Still shocked and a little frightened, I leaned up against the wall of a nearby shop, breathing hard. As I worked to calm myself, I heard a rattling cough beside me. Concerned, I glanced into the niche between the shop and a next-door restaurant, where I thought the cough had come from. A gaunt face peered up at me from a pile of dirty rag-like blankets, eyes wide and bloodshot. Matted hair hung across the old woman’s face, and she coughed again. Startled, I stumbled back, away from the sick woman lying in the alleyway. A few passersby grunted at my presence, pushing past with annoyed words. How could they not see the old woman? How could they not care?

I was shaking now, from confusion or shock or fear, I didn’t know. I staggered across the sidewalk, eyes locked on my apartment building. It was just a few blocks away. I could make it.
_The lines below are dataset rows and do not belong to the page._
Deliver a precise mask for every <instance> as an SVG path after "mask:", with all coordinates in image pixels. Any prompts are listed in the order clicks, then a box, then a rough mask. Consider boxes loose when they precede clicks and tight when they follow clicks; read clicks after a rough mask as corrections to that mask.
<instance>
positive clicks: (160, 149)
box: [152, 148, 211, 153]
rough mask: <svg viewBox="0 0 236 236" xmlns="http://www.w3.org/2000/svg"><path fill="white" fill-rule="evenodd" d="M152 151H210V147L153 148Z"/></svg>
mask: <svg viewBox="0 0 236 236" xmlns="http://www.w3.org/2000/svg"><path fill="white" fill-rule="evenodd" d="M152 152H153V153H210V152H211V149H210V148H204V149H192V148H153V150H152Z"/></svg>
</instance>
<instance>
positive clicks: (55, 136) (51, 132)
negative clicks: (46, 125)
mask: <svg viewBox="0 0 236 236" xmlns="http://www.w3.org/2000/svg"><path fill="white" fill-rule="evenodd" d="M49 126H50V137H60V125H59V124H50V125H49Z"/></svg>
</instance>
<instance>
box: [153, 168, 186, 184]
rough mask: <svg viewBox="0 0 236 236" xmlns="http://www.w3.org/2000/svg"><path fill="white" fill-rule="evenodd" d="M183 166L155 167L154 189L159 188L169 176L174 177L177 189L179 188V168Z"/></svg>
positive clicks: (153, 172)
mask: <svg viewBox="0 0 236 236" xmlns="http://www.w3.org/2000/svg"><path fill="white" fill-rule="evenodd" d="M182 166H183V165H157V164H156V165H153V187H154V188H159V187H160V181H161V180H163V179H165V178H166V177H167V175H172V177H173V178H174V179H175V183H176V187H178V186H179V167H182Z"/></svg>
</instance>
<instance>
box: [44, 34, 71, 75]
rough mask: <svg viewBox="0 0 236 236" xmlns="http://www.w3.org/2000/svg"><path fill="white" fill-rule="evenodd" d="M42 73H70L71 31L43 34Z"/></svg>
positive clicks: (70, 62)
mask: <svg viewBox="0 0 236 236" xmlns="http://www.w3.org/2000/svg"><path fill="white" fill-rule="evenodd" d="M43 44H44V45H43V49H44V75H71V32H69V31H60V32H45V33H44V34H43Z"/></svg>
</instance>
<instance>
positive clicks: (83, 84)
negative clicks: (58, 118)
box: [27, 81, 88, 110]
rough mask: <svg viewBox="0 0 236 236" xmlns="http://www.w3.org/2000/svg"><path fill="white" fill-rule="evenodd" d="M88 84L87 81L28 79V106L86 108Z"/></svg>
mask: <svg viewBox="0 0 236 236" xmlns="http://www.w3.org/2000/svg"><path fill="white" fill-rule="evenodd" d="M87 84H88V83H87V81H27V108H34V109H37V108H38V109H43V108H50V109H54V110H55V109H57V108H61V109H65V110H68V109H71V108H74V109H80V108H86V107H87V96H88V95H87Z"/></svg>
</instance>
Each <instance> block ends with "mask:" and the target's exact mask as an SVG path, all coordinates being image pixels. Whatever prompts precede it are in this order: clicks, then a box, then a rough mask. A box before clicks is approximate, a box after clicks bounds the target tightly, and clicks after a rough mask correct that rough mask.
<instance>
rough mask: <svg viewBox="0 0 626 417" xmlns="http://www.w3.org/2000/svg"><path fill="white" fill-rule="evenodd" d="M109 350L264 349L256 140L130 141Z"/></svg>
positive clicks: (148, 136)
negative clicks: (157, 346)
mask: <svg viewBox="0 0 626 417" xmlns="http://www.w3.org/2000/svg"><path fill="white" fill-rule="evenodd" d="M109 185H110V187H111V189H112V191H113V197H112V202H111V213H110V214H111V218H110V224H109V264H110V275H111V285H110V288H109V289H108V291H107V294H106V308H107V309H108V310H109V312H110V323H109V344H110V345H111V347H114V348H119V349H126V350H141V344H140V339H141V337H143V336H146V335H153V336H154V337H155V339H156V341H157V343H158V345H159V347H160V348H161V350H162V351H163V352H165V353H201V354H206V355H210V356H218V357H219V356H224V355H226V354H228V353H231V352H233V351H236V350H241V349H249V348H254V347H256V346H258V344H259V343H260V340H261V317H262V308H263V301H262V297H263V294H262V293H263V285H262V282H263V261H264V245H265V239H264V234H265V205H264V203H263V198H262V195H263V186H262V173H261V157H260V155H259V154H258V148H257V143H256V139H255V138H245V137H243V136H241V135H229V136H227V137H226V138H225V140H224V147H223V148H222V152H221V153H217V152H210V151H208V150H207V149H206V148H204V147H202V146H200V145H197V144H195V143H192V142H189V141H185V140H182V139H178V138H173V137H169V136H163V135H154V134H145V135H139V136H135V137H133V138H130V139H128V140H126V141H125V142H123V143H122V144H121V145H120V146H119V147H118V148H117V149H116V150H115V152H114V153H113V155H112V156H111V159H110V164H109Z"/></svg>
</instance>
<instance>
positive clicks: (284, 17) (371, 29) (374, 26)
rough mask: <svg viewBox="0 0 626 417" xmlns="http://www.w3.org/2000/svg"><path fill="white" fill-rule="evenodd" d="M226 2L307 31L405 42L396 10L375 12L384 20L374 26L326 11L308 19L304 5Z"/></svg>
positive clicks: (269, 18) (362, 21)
Whistles and catcalls filled the busy night air, just loud enough to be heard across the noise of traffic. The shouts of more drunk party-goers echoed around me, even the occasional whine of a police siren. Someone in the crowd grabbed me, but I yanked my arm away without even looking to see who it was. With every turn I saw an emaciated face staring out of the shadows, shoulders limp and bony, hand held out pitifully for mercy. Why? Why could I not bring myself to look at them? Why did I turn away? Why did no one else seem to care?

I filled my mind with questions, pretending that they would drown out the noise, pretending that all I saw wasn’t real, pretending that I was back home in a green meadow with nothing for miles but the wind, the birds, and me.

It seemed like an eternity before I was finally at my apartment building. It was funny. Just a few moments before, I had felt so much panic and confusion; now I just felt empty. Soundless, I rode the elevator up to my apartment and unlocked the door. Without bothering to take off my shoes, I flung myself onto the rickety bed. I peered out the window and up into the black, black sky, hoping to see something familiar, hoping to see the stars as I knew them, hoping that Orion, Gemini, and all the other constellations would be twinkling down at me, watching over me.


The sky remained dark and blank, like the bottomless nothingness of an old well. A great sorrow filled me, that not even the stars were there for me tonight. Even my tears were absent; I felt dry and empty. I turned away from the window and fell asleep, lost and alone.